Чтобы прийти в себя после авиакатастрофы, в которую он угодил вместе со своим другом, Мейсон обратился к апробированному и хорошо знакомому способу — алкоголю. Количество выпитого им за те несколько дней, которые последовали за смертью Мэри Маккормик, было вполне соизмеримо с объемом спиртного, которое он поглотил за всю предыдущую жизнь. Однако на этом для него отнюдь не закончилась тесная дружба со спиртным. То, что Мейсону пришлось пережить позднее, потребовало не менее героических усилий в борьбе, а порой и в сотрудничестве с зеленым змием. Поскольку капиталы, которыми он сейчас располагал, приходилось тратить, в первую очередь, на продукты перегонки злаковых растений, то наиболее подходящим местом жительства оказался для Мейсона мотель.
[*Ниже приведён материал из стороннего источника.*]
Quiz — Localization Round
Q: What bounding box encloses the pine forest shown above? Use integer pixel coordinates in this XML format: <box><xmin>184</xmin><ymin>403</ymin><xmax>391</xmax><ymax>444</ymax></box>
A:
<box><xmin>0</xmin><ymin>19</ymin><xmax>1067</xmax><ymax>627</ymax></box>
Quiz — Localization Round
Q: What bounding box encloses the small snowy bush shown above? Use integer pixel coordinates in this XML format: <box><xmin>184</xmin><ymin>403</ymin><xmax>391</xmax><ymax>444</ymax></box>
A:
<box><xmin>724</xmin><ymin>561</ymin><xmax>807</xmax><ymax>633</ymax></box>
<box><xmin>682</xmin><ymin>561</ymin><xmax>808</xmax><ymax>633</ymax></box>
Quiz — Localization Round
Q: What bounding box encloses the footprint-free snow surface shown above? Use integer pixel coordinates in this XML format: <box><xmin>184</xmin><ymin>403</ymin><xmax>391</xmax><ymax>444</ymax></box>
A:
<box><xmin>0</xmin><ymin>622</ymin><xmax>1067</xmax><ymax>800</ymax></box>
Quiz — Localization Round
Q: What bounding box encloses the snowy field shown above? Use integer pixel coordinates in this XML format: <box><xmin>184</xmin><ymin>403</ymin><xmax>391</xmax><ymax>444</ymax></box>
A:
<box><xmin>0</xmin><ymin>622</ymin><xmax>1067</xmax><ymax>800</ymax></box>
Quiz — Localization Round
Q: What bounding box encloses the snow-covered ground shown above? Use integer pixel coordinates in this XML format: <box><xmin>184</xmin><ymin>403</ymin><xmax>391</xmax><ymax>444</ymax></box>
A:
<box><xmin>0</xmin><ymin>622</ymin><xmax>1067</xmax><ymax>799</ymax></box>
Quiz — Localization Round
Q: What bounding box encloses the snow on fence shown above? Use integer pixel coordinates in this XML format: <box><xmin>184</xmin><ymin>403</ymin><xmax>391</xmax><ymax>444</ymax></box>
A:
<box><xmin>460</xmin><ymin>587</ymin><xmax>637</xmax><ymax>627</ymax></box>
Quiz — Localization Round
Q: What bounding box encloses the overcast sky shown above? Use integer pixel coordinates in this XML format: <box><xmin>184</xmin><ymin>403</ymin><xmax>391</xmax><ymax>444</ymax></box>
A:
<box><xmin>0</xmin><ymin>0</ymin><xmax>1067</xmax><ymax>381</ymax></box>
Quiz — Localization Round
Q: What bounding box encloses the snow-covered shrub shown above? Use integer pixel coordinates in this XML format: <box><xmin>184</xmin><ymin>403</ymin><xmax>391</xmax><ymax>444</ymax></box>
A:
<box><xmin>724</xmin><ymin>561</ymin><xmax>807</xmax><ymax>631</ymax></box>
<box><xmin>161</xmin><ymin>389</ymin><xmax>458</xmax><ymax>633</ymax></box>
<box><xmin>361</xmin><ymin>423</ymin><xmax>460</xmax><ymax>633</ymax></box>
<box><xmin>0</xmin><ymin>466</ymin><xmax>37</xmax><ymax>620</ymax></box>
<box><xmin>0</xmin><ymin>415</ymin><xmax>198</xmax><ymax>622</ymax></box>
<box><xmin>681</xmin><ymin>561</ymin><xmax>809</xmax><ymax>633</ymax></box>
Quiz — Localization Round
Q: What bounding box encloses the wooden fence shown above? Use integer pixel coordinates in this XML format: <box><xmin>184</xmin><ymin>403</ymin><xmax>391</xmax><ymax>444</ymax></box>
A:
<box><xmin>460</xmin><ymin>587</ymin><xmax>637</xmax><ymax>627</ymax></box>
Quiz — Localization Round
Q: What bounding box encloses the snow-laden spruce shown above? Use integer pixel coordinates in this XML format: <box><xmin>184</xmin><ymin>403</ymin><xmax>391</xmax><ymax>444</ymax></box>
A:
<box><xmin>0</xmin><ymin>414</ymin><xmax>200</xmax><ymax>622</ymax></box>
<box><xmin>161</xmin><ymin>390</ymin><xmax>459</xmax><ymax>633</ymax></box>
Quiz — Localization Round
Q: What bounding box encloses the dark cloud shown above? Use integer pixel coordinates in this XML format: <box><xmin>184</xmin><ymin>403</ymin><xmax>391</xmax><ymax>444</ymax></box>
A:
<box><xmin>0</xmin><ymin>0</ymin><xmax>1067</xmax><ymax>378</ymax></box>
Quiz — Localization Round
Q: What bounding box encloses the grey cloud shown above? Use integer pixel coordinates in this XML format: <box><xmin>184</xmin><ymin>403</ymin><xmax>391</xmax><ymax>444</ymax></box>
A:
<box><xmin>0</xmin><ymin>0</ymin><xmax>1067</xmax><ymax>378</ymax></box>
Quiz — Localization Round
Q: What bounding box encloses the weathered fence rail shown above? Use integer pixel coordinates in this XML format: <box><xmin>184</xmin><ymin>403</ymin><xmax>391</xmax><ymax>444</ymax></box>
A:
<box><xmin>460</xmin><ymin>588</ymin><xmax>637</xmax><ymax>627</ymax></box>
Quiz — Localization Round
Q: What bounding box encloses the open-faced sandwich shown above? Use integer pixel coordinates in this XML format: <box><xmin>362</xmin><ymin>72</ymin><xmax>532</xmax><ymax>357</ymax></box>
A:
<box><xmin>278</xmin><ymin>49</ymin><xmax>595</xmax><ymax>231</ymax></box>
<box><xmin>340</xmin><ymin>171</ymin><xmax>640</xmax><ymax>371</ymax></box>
Если говорить совершенно откровенно, то ни название мотеля, ни города, в котором он был расположен, ни даже штата, где он оказался, Мейсон не мог бы вспомнить даже под страхом смерти. Ему трудно было бы определить и количество времени, которое он провел в этом непрерывном, сменяющимся лишь тяжелыми периодами забытья, оторванном состоянии. Возможно, прошло несколько дней, возможно, неделя, а может быть, две — постоянно застилавший глаза мутный туман не позволял ему осознать, где он находится и что будет дальше.